= Heriberto Hernandez =

U.S. Coast Guardsman (1948–1968)

Hernandez leaning on the 13-foot whaler he was manning when he was mortally wounded in 1968.

Heriberto S. "Ed" Hernandez (July 23, 1948 – December 5, 1968) was a fireman in the United States Coast Guard.

He was a fireman on board a Point Class cutter, the USCGC Point Cypress, during the War in Vietnam. He was killed in the course of a reconnaissance mission on the Rach Nang River when his fiberglass boat came under automatic weapons fire from a riverside bunker operated by the Viet Cong. Hernandez, along with the other two crew members, was hit by several rounds. Although brought back aboard the Point Cyprus, Hernandez was declared dead soon after. He received a posthumous Bronze Star for valor.

==Personal life==

According to the San Antonio Express-News, Hernandez's family was so poor that he often was forced to walk around without shoes.
The Express News reported that 52 other young men from his school district lost their lives in the Vietnam War.

Mario Longoria, a childhood friend who spoke at the 2015 commissioning of USCGC Heriberto Hernandez, described how, for most of their childhood and youth, San Antonio was still a racially segregated city, where Hispanic-Americans only went to school with other Hispanic-Americans.
Similarly, while Hernandez was athletic, enjoying boxing, he only competed with other Hispanic-Americans.

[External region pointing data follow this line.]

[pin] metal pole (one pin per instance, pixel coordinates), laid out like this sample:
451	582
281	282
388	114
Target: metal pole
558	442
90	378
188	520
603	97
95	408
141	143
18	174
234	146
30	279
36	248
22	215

Hernandez attended John F. Kennedy High School but left after completing tenth grade, so he could join the U.S. Coast Guard, enlisting for four years of service on July 27, 1965.

==Coast Guard career==
After boot Camp, Hernandez served aboard USCGC Bering Strait, Loran Station Saipan, and Base Galveston. He had some difficulty adapting to the service's discipline, in his first year, going AWOL once, but that he did not have these problems in subsequent years. Hernandez earned a high school equivalency certificate while he was in the Coast Guard.
In the spring of 1968 he was assigned to Coast Guard Squadron One in South Vietnam, serving aboard . Hernandez was known for volunteering for dangerous duty, like the excursion where he was mortally wounded. On December 5, 1968, Hernandez volunteered to help man the cutter's fiberglass Boston Whaler small boat, when a visiting senior officer wanted to go on a recon excursion up a shallow waterway. They observed Viet Cong fortifications lining a bank, and the officer opened fire, triggering return fire that cut down all four men in the whaler. Hernandez survived long enough to be returned to Point Cypress, but died soon after.

Fireman Hernandez was awarded the Bronze Star with Combat "V" device and the Purple Heart Medal posthumously. Part of his Bronze Star citation for valor reads:

Fireman Hernandez's heroic actions under enemy fire were instrumental to the success of friendly forces in harassing and destroying the enemy's morale and feeling of security. Fireman Hernandez's professional skill, courage under enemy fire, and devotion to duty reflected great credit upon himself, and were in keeping with the highest traditions of the United States Naval Service.
— Vice Admiral Elmo R. Zumwalt, Commander, Naval Forces, Vietnam

==Awards and decorations==

| Bronze Star Medal with "V" device |  |  | Purple Heart |  |  |
| National Defense Service Medal |  | Vietnam Service Medal with one bronze service star |  | Vietnam Campaign Medal |  |

==Legacy==
In 2010, Master Chief Petty Officer of the Coast Guard Charles "Skip" W. Bowen, the U.S. Coast Guard's senior enlisted person at the time, lobbied for the new s to be named after enlisted Coast Guardsmen or personnel from its precursor services, who had distinguished themselves by their heroism.
The fourteenth cutter was named after Hernandez, and was commissioned in its home port of San Juan, Puerto Rico, on October 16, 2015.